In this 3 June 2009, file photo, UN investigator Richard Goldstone visits the destroyed house where members of the Samouni family were killed in an artillery strike during Israel's offensive in January 2009 in Gaza City. (AP)
Israel on Sunday demanded the retraction of a United Nations report deeply critical of its deadly 2008-2009 offensive on the Gaza Strip after the main author expressed regret over the conclusions.
South African judge Richard Goldstone had faced down enormous criticism in Israel at the time over the report which accused both Israel and the Hamas rulers of Gaza of potential war crimes during the 22-day conflict.
But in a surprise about-turn on Saturday, he said he now believed that the UN council which commissioned his report had been biased against Israel.
He said his assessment had also been changed by the fact that whereas Israel had thoroughly investigated the concerns raised by his panel, Hamas had not.
"If I had known then what I know now, the Goldstone Report would have been a different document," he wrote in a commentary piece in the Washington Post.
The report's findings had set the tone for widespread international condemnation of the Israeli assault on Hamas-ruled Gaza in which more than 1,400 Palestinians lost their lives, the vast majority of them civilians.
Israeli officials claimed the United Nations now needed to set the record straight.
"This is an extremely important development and right now we are multiplying our efforts to get this report rescinded," Defence Minister Ehud Barak told army radio on Sunday.
"I am going to give the issue my personal commitment," Barak said, adding that he deeply regretted the "harm already done" by the Goldstone report.
He was echoing remarks made by Prime Minister Benjamin Netanyahu late on Saturday.
"Goldstone himself has just confirmed what we all knew all along... I think our soldiers and army behaved according to the highest international standards," the premier said during a brief televised address. "We expect this farce to be rectified immediately."
Netanyahu once again rejected the findings of the Goldstone Report, which came up with evidence of possible war crimes and crimes against humanity by both Israel and Hamas for targeting civilians.
The Israeli premier said the fact that long-time Libyan leader Muammar Gaddafi -- now facing an uprising in his country -- was on the UN Human Rights Council that commissioned the report, made the findings especially dubious.
"There is no greater absurdity," he said.
In his opinion piece in the Post, Goldstone said he now concurred with Netanyahu that the council had a "history of bias against Israel".
"We know a lot more today about what happened in the Gaza war of 2008-09 than we did when I chaired the fact-finding mission," Goldstone wrote.
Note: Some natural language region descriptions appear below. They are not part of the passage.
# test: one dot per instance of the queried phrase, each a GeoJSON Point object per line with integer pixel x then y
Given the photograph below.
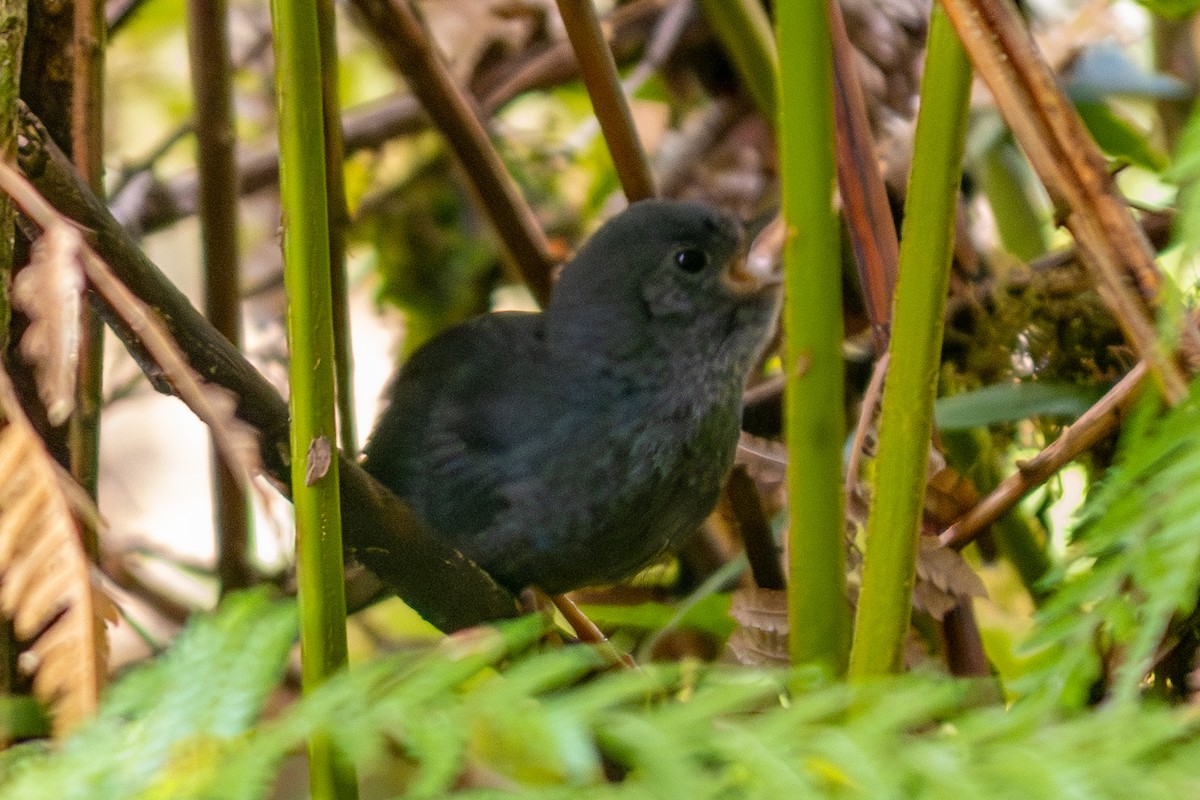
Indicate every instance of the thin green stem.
{"type": "Point", "coordinates": [315, 476]}
{"type": "Point", "coordinates": [744, 31]}
{"type": "Point", "coordinates": [339, 221]}
{"type": "Point", "coordinates": [885, 603]}
{"type": "Point", "coordinates": [813, 329]}
{"type": "Point", "coordinates": [213, 89]}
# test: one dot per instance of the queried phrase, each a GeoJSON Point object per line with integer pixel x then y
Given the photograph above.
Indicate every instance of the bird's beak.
{"type": "Point", "coordinates": [760, 269]}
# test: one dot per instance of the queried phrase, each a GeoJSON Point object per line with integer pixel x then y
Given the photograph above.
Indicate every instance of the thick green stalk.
{"type": "Point", "coordinates": [339, 222]}
{"type": "Point", "coordinates": [813, 329]}
{"type": "Point", "coordinates": [315, 485]}
{"type": "Point", "coordinates": [744, 31]}
{"type": "Point", "coordinates": [885, 603]}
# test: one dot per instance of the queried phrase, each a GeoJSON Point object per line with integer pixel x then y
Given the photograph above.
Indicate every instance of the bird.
{"type": "Point", "coordinates": [573, 446]}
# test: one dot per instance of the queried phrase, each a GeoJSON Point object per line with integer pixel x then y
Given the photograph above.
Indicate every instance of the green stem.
{"type": "Point", "coordinates": [813, 329]}
{"type": "Point", "coordinates": [744, 31]}
{"type": "Point", "coordinates": [339, 222]}
{"type": "Point", "coordinates": [315, 479]}
{"type": "Point", "coordinates": [885, 603]}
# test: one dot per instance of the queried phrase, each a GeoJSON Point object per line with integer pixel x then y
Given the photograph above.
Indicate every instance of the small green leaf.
{"type": "Point", "coordinates": [1117, 138]}
{"type": "Point", "coordinates": [1012, 402]}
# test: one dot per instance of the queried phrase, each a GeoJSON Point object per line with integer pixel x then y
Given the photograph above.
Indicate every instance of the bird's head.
{"type": "Point", "coordinates": [664, 276]}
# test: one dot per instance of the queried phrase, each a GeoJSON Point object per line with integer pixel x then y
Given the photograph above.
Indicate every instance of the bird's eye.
{"type": "Point", "coordinates": [691, 259]}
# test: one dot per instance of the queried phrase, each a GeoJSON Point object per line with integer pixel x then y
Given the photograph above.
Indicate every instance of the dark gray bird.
{"type": "Point", "coordinates": [573, 446]}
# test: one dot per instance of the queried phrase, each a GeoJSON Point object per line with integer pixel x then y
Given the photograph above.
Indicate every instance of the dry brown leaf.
{"type": "Point", "coordinates": [45, 575]}
{"type": "Point", "coordinates": [943, 578]}
{"type": "Point", "coordinates": [761, 636]}
{"type": "Point", "coordinates": [49, 292]}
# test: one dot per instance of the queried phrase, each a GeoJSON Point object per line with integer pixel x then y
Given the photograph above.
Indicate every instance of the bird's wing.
{"type": "Point", "coordinates": [459, 413]}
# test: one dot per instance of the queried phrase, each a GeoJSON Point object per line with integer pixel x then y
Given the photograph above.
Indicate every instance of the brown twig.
{"type": "Point", "coordinates": [871, 398]}
{"type": "Point", "coordinates": [1093, 426]}
{"type": "Point", "coordinates": [412, 50]}
{"type": "Point", "coordinates": [589, 632]}
{"type": "Point", "coordinates": [339, 222]}
{"type": "Point", "coordinates": [609, 101]}
{"type": "Point", "coordinates": [211, 72]}
{"type": "Point", "coordinates": [379, 530]}
{"type": "Point", "coordinates": [864, 198]}
{"type": "Point", "coordinates": [1073, 172]}
{"type": "Point", "coordinates": [88, 154]}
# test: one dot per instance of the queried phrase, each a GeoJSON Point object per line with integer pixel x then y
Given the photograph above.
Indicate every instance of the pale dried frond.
{"type": "Point", "coordinates": [49, 292]}
{"type": "Point", "coordinates": [45, 575]}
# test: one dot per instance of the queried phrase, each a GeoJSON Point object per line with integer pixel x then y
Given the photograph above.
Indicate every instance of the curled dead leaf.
{"type": "Point", "coordinates": [49, 292]}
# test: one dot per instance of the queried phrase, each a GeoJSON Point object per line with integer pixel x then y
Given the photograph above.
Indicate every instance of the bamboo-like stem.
{"type": "Point", "coordinates": [88, 154]}
{"type": "Point", "coordinates": [412, 50]}
{"type": "Point", "coordinates": [312, 402]}
{"type": "Point", "coordinates": [744, 31]}
{"type": "Point", "coordinates": [1075, 175]}
{"type": "Point", "coordinates": [373, 124]}
{"type": "Point", "coordinates": [339, 221]}
{"type": "Point", "coordinates": [215, 138]}
{"type": "Point", "coordinates": [813, 329]}
{"type": "Point", "coordinates": [885, 603]}
{"type": "Point", "coordinates": [12, 41]}
{"type": "Point", "coordinates": [609, 98]}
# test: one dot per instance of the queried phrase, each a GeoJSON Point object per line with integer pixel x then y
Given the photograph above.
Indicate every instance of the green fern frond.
{"type": "Point", "coordinates": [1134, 565]}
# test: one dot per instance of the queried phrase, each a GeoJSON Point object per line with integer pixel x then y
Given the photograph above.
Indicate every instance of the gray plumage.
{"type": "Point", "coordinates": [570, 447]}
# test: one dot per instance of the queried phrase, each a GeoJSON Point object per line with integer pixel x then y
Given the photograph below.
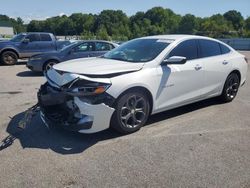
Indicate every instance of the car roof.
{"type": "Point", "coordinates": [177, 37]}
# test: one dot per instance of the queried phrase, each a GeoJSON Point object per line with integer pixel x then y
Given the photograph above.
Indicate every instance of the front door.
{"type": "Point", "coordinates": [181, 83]}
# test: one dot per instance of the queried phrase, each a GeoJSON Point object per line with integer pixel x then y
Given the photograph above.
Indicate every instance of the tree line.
{"type": "Point", "coordinates": [116, 25]}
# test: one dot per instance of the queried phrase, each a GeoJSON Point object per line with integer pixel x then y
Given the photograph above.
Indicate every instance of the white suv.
{"type": "Point", "coordinates": [141, 77]}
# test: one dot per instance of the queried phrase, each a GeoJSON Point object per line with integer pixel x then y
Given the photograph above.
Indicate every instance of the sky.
{"type": "Point", "coordinates": [42, 9]}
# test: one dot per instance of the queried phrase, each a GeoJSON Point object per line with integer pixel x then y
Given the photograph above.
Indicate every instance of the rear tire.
{"type": "Point", "coordinates": [231, 87]}
{"type": "Point", "coordinates": [131, 112]}
{"type": "Point", "coordinates": [9, 58]}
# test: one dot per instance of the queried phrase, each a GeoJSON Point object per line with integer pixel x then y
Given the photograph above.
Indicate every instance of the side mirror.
{"type": "Point", "coordinates": [175, 60]}
{"type": "Point", "coordinates": [26, 41]}
{"type": "Point", "coordinates": [71, 51]}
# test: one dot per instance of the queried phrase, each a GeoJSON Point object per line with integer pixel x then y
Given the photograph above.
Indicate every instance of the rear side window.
{"type": "Point", "coordinates": [84, 47]}
{"type": "Point", "coordinates": [186, 49]}
{"type": "Point", "coordinates": [33, 37]}
{"type": "Point", "coordinates": [102, 46]}
{"type": "Point", "coordinates": [45, 37]}
{"type": "Point", "coordinates": [209, 48]}
{"type": "Point", "coordinates": [224, 49]}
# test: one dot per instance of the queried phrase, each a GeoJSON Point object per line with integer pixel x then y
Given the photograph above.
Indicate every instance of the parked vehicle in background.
{"type": "Point", "coordinates": [141, 77]}
{"type": "Point", "coordinates": [25, 45]}
{"type": "Point", "coordinates": [79, 49]}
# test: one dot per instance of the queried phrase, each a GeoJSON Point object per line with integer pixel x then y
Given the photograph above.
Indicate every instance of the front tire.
{"type": "Point", "coordinates": [132, 112]}
{"type": "Point", "coordinates": [9, 58]}
{"type": "Point", "coordinates": [231, 87]}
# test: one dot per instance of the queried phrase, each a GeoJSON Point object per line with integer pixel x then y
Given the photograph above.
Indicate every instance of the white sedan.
{"type": "Point", "coordinates": [141, 77]}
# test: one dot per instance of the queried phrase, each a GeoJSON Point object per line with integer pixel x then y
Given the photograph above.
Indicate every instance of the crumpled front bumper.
{"type": "Point", "coordinates": [72, 113]}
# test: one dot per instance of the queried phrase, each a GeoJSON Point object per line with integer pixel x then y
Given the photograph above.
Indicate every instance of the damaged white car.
{"type": "Point", "coordinates": [141, 77]}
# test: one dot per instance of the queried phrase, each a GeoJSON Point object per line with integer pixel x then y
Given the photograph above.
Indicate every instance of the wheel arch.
{"type": "Point", "coordinates": [141, 89]}
{"type": "Point", "coordinates": [236, 72]}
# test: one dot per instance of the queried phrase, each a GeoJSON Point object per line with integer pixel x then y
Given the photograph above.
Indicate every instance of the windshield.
{"type": "Point", "coordinates": [139, 50]}
{"type": "Point", "coordinates": [18, 38]}
{"type": "Point", "coordinates": [68, 46]}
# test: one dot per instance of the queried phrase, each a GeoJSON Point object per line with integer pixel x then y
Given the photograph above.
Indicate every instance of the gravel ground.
{"type": "Point", "coordinates": [205, 144]}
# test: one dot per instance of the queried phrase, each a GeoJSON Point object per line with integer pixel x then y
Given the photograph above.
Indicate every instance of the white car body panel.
{"type": "Point", "coordinates": [170, 86]}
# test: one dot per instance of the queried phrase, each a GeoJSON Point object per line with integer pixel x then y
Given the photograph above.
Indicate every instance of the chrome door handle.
{"type": "Point", "coordinates": [198, 67]}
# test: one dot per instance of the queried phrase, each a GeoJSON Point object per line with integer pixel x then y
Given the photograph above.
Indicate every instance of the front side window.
{"type": "Point", "coordinates": [84, 47]}
{"type": "Point", "coordinates": [186, 49]}
{"type": "Point", "coordinates": [138, 50]}
{"type": "Point", "coordinates": [33, 37]}
{"type": "Point", "coordinates": [18, 38]}
{"type": "Point", "coordinates": [209, 48]}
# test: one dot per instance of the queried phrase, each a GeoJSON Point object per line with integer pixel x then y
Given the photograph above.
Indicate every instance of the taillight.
{"type": "Point", "coordinates": [246, 60]}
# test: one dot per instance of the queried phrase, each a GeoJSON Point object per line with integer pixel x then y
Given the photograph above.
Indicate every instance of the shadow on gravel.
{"type": "Point", "coordinates": [37, 135]}
{"type": "Point", "coordinates": [183, 110]}
{"type": "Point", "coordinates": [29, 74]}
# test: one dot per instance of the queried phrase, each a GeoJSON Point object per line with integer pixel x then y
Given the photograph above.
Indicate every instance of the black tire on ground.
{"type": "Point", "coordinates": [48, 65]}
{"type": "Point", "coordinates": [230, 88]}
{"type": "Point", "coordinates": [131, 112]}
{"type": "Point", "coordinates": [9, 58]}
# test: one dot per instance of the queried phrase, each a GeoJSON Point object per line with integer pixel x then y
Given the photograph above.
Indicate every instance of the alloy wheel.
{"type": "Point", "coordinates": [133, 111]}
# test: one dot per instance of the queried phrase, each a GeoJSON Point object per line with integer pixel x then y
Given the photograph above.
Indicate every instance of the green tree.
{"type": "Point", "coordinates": [188, 24]}
{"type": "Point", "coordinates": [102, 33]}
{"type": "Point", "coordinates": [235, 18]}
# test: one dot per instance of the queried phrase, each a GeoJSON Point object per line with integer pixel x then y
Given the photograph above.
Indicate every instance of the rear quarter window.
{"type": "Point", "coordinates": [209, 48]}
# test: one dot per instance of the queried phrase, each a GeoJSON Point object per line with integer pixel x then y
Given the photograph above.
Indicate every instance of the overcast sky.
{"type": "Point", "coordinates": [41, 9]}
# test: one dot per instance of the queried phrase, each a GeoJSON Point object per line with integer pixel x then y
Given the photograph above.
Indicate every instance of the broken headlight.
{"type": "Point", "coordinates": [87, 88]}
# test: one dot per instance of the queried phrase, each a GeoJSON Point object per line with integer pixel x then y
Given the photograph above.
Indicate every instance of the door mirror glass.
{"type": "Point", "coordinates": [175, 60]}
{"type": "Point", "coordinates": [26, 41]}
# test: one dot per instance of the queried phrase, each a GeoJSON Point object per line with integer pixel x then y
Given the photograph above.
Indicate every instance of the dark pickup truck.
{"type": "Point", "coordinates": [25, 45]}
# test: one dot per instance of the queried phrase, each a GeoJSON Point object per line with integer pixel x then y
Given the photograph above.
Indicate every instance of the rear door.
{"type": "Point", "coordinates": [47, 44]}
{"type": "Point", "coordinates": [216, 65]}
{"type": "Point", "coordinates": [181, 83]}
{"type": "Point", "coordinates": [32, 47]}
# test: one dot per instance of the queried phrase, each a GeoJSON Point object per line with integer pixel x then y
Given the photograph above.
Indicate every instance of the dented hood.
{"type": "Point", "coordinates": [97, 66]}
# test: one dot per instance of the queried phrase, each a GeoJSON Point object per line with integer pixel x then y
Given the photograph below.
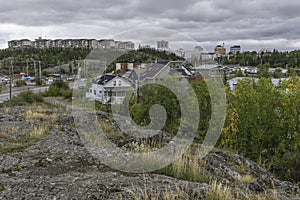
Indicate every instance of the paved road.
{"type": "Point", "coordinates": [4, 95]}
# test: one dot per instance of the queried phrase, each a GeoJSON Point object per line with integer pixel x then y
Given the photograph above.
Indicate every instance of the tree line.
{"type": "Point", "coordinates": [262, 121]}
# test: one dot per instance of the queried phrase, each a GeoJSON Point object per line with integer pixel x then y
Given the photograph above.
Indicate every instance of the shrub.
{"type": "Point", "coordinates": [26, 97]}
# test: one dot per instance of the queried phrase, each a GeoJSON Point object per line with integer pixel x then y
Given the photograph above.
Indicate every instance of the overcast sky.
{"type": "Point", "coordinates": [253, 24]}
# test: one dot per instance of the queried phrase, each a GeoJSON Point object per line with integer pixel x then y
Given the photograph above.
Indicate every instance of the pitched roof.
{"type": "Point", "coordinates": [152, 71]}
{"type": "Point", "coordinates": [104, 79]}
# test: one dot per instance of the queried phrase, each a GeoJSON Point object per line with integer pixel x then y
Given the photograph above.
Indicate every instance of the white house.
{"type": "Point", "coordinates": [109, 89]}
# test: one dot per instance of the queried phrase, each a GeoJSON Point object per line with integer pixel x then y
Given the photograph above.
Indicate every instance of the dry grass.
{"type": "Point", "coordinates": [187, 167]}
{"type": "Point", "coordinates": [219, 192]}
{"type": "Point", "coordinates": [45, 119]}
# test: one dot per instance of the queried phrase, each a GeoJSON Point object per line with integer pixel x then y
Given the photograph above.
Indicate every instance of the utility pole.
{"type": "Point", "coordinates": [10, 82]}
{"type": "Point", "coordinates": [27, 68]}
{"type": "Point", "coordinates": [34, 69]}
{"type": "Point", "coordinates": [40, 72]}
A UN committee of independent experts that followed up on the Goldstone Report's recommendations found that Israel "has dedicated significant resources to investigate over 400 allegations of operational misconduct in Gaza". In contrast, Hamas leaders "have not conducted any investigations" into the rocket and mortar attacks against Israel that were supposedly its grounds for going to war.
In Gaza, a spokesman for the resistance movement said it would study the new comments from Goldstone and issue a statement later in the day.
Goldstone said allegations of intentionality by Israel were based on the death and wounding of civilians in situations where his fact-finding mission could not reach "any other reasonable conclusion".
He claimed that while some incidents were validated in cases involving individual soldiers, Israeli investigations found that "civilians were not intentionally targeted as a matter of policy".
Goldstone recalled one of the most serious incidents his team investigated -- without Israel's cooperation due to its allegations that the investigators were biased -- when Israeli shelling of a Gaza home killed 29 members of the Al-Samouni family.
He noted that Israel's investigation into the attack found it was apparently due to a commander's 'misinterpretation' of a drone image and that an officer was under investigation for having ordered the shelling.
"I regret that our fact-finding mission did not have such evidence explaining the circumstances in which we said civilians in Gaza were targeted, because it probably would have influenced our findings about intentionality and war crimes," Goldstone wrote.